Paul Eckelmann, Head of Project Management, Droga5 - Ad Age Agency of the Decade

Boldly headlining the homepage of Droga5’s website are the following words: “we solve problems through creativity and collaboration.” A promise the Ad Age Agency of the Decade fulfills on a regular basis when it’s business as usual. But now, at a time when business is anything but, these skills are helping them redefine the way they work as a team.

We sat down with Paul Eckelmann, Head of Project Management at Droga5, to hear how his team is not only navigating the “new normal,” but proving just how good at creative problem solving their agency really is when it matters most.

How has the COVID-19 pandemic changed the way your team works?

It was Friday, March 13th when Droga5 was told their offices would be closed for the foreseeable future. “The initial communication was to keep everything ‘business as usual’ as much as you can,” Paul explained. So kitchens and living rooms turned into offices, and meetings became Google Hangouts from home. 

“The first two weeks were very challenging while learning how to set personal boundaries during the transition. So that’s been where a lot of our energy and time is focused—communicating that we do have these boundaries, we all understand and respect that, and there are ways to work around it.”

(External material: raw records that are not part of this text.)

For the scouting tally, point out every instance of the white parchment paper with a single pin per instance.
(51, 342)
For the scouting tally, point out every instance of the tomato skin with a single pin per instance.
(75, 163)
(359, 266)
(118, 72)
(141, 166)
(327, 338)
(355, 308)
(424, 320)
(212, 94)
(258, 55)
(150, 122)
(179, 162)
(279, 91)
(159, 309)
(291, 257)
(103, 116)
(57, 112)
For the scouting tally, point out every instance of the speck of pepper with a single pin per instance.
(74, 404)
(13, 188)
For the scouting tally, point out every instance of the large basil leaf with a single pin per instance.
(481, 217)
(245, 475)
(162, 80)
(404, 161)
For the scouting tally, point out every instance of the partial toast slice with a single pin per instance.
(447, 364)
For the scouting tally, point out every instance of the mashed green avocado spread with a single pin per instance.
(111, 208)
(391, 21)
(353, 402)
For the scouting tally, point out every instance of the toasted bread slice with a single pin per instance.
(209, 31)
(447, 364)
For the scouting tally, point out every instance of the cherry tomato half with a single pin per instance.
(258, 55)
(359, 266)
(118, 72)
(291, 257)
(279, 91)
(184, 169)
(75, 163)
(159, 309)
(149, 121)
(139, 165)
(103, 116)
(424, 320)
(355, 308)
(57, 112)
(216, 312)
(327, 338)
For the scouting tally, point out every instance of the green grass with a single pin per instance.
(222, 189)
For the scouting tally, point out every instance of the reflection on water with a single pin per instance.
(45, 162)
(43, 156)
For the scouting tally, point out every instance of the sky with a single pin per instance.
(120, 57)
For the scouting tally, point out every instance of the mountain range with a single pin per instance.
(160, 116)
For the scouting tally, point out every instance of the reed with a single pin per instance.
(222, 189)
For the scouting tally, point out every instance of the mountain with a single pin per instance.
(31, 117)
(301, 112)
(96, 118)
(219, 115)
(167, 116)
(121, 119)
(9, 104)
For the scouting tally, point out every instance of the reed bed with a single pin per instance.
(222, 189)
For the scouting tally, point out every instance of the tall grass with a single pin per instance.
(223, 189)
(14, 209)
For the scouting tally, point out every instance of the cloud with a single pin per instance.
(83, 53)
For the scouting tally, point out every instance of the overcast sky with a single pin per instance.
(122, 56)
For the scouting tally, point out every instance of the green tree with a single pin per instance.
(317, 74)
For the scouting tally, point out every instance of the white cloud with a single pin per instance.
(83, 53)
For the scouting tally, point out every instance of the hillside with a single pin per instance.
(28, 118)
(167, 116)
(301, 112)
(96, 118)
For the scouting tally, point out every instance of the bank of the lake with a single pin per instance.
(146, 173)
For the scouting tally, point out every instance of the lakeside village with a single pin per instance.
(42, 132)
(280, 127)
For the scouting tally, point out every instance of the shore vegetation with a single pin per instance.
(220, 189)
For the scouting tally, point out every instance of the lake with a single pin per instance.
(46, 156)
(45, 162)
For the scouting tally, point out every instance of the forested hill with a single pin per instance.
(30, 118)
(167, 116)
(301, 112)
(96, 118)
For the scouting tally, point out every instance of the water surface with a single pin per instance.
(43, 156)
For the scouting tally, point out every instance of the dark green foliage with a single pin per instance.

Like many ad agencies, the Droga5 team has members at all stages of life. So working remotely looks a lot different from one person to the next. While some of the young adults have roommates and are stuck in their rooms all day, others are juggling home school with young kids. “It quickly became apparent we needed to address new ways of working,” Paul explained. “When schools shut down, it took a coordinated effort logistically to work around schedules. If there were two parents at home, maybe one would work in the morning and the other in the afternoon. So it was about creating a cadence that isn’t disruptive to the work, but is also sensitive to their obligations at home on a case-by-case basis.”

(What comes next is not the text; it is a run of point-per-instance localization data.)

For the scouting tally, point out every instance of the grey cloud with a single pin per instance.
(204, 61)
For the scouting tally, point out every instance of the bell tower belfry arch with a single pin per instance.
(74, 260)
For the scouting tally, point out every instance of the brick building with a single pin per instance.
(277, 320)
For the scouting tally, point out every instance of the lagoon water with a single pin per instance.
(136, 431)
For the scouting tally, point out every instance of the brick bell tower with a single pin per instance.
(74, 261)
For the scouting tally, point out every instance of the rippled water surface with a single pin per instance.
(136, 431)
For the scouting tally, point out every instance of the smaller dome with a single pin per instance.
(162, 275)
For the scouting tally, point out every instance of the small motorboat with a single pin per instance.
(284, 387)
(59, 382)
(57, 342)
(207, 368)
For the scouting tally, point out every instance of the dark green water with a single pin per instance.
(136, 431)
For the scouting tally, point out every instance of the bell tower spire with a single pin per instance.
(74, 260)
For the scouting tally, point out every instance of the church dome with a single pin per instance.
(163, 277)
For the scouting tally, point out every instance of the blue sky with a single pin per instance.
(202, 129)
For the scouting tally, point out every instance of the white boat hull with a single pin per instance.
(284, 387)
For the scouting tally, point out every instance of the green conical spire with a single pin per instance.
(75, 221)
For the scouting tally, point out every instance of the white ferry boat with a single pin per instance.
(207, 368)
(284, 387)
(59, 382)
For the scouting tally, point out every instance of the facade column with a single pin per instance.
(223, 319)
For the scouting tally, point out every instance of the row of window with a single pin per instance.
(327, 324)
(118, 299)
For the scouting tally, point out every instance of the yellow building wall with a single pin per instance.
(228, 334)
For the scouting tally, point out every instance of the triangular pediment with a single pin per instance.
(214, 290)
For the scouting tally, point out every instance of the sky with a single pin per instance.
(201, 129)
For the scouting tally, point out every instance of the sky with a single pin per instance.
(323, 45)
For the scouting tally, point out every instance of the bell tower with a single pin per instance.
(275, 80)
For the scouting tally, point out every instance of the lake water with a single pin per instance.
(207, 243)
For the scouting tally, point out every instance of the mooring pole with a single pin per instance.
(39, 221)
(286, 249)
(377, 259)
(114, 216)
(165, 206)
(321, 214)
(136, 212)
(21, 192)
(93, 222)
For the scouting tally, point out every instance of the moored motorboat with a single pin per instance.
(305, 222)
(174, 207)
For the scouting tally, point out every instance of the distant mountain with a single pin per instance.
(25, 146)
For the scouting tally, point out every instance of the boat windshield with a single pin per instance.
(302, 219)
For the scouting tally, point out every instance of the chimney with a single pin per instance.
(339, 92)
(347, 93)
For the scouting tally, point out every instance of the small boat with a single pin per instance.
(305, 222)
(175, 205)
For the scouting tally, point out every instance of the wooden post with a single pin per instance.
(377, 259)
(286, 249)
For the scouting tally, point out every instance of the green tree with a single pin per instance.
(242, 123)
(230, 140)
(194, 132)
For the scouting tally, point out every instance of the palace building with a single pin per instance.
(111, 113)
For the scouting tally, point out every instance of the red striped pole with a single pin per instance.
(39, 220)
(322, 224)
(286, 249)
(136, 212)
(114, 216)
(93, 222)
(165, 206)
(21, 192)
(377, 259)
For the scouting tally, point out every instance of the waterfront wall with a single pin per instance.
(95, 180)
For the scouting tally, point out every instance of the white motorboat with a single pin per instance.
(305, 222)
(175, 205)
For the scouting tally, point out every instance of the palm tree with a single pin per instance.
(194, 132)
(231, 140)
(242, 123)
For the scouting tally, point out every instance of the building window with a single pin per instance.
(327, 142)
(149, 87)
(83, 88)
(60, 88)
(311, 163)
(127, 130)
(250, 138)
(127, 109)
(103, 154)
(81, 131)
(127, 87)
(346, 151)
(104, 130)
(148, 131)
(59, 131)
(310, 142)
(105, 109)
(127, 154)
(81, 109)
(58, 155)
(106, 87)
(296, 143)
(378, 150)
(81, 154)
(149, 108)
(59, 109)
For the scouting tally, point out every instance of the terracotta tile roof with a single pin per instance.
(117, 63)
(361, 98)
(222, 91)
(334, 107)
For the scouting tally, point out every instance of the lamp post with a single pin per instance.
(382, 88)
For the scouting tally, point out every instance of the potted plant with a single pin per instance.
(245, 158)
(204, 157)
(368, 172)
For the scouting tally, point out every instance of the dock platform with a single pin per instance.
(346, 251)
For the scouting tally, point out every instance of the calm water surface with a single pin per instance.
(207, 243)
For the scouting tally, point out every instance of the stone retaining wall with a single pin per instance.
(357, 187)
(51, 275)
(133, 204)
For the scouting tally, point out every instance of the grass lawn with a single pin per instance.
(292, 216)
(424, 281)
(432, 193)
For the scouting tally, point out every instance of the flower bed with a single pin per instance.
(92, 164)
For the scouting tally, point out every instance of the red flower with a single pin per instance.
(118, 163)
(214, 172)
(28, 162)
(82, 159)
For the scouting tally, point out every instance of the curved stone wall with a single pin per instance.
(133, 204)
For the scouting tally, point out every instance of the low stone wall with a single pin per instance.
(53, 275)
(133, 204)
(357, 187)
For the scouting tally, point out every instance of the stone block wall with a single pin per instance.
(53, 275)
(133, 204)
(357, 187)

Tell us more about the challenges of working remotely and how you’ve adapted.

Initially, the sedentary workstyle was taking its toll. “A lot of people were completely burned out being on a screen all day. Not having those quick social interactions, or even just walking to and from each meeting—you kinda take it for granted. You’re just stationary, clicking from one meeting to the next.” 

So one thing they did almost immediately was implement mandatory lunches. The agency built out a shared calendar across all departments where team members must block out one uninterrupted hour for lunch and another 30-min to get away from their computer each day. 

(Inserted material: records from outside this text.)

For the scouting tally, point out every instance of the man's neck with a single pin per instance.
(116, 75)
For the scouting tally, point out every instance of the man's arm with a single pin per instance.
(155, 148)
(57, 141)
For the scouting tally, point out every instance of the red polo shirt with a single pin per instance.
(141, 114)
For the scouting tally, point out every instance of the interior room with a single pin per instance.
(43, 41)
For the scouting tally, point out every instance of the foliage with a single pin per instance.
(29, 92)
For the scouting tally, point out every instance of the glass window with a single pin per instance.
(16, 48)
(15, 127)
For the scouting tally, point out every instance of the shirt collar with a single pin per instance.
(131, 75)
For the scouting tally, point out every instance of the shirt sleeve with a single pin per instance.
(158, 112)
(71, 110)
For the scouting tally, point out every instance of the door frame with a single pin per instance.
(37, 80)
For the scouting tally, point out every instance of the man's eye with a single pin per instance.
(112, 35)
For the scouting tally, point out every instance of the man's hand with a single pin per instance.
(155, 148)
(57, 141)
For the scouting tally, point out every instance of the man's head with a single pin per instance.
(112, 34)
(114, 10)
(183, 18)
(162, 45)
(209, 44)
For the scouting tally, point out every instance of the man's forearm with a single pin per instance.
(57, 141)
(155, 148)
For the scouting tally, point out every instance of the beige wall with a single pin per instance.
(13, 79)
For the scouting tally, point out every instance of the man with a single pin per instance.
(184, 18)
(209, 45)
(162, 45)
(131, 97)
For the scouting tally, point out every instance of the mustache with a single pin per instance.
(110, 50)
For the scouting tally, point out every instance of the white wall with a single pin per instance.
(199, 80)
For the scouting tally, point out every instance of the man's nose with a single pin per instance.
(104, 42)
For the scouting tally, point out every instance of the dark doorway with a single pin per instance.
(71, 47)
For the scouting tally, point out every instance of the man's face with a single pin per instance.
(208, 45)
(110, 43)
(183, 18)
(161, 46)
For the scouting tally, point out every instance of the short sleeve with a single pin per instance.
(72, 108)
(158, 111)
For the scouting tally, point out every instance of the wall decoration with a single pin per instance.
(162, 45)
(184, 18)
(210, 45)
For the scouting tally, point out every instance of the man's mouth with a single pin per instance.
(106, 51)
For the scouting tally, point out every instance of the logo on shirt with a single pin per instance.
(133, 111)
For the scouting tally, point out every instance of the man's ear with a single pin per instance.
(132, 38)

Another pain point: virtual meeting overload. “There is a really big strain on project management right now because we are the hub of communications and generally set up team meetings. It depends a lot on the creative leadership you have to determine how they can best drive and disseminate information without overwhelming people on a single call.

“We’ve tried to limit the amount of meetings we have—do things more through comments or smaller chats. We’ve created a standard where 45min meetings become 30min meetings, 30 become 15, etc.” And to be able to accomplish this, they make sure each call has a very clear agenda that everyone is aware of before hopping on.

How do you keep morale and well being a focus during this time?

“We’ve developed a really great and supportive culture here at Droga5. There are a lot of different virtual offerings we’ve circulated. For example, we promoted when Yale provided a wellness class for free online, or whenever there’s some sort of fitness or yoga activity they can virtually join. Our agency does a great job at trying to let people know what’s available to help keep everyone active and healthy to enhance their well being while being remote.” 

But what’s even more challenging than individual well being while social distancing is the well being of the team together. “We look for opportunities to engage each other that aren’t too time consuming—especially at a department level. Like every Friday at 5pm, our Project Management department doesn’t schedule any meetings, so we can do a PM toast/happy hour through video call. We even have themes; last week was Tiger King and tonight is a space theme. We give away virtual prizes and have a lot of fun. It’s a great way to end the week.”

How else do you keep motivation at a high level?

“Right now, I think there’s even a strain on people just to keep busy whenever they’re not working. They aren’t able to take vacations, and they don’t have those normal social distractions on the weekends. So what I’ve tried to do is encourage everyone to even take a day off during the week to give themselves a mental break. We’re approaching this on a rolling basis, so we can find the necessary coverage to give people a chance to refresh and reset, which has been really healthy for them,” and in turn, has translated to higher productivity and better work. 

How do these efforts translate to your clients during this time?

In order to look out for its clients during this uncertain time, the agency has taken the go-ahead mentality, acting as their own task force to stay on top of constant changes. “For some clients, we’re continuing to strengthen our relationships and support them by proactively finding new trends and pitching them ideas on how we can be genuine and unique.  For others, we’ve had to be more integrated in production in finding more unique ways to tell our clients stories versus traditional film shoots.

“We take a lot of pride in the work we put into the world, and we’re really intent on not being tone deaf and just saying the same messages as everyone else,” Paul explained. “I think it’s a great challenge for us creatively and strategically to develop a message that’s relevant and impactful to the consumers, but also to create the work in a much different landscape than we traditionally would.”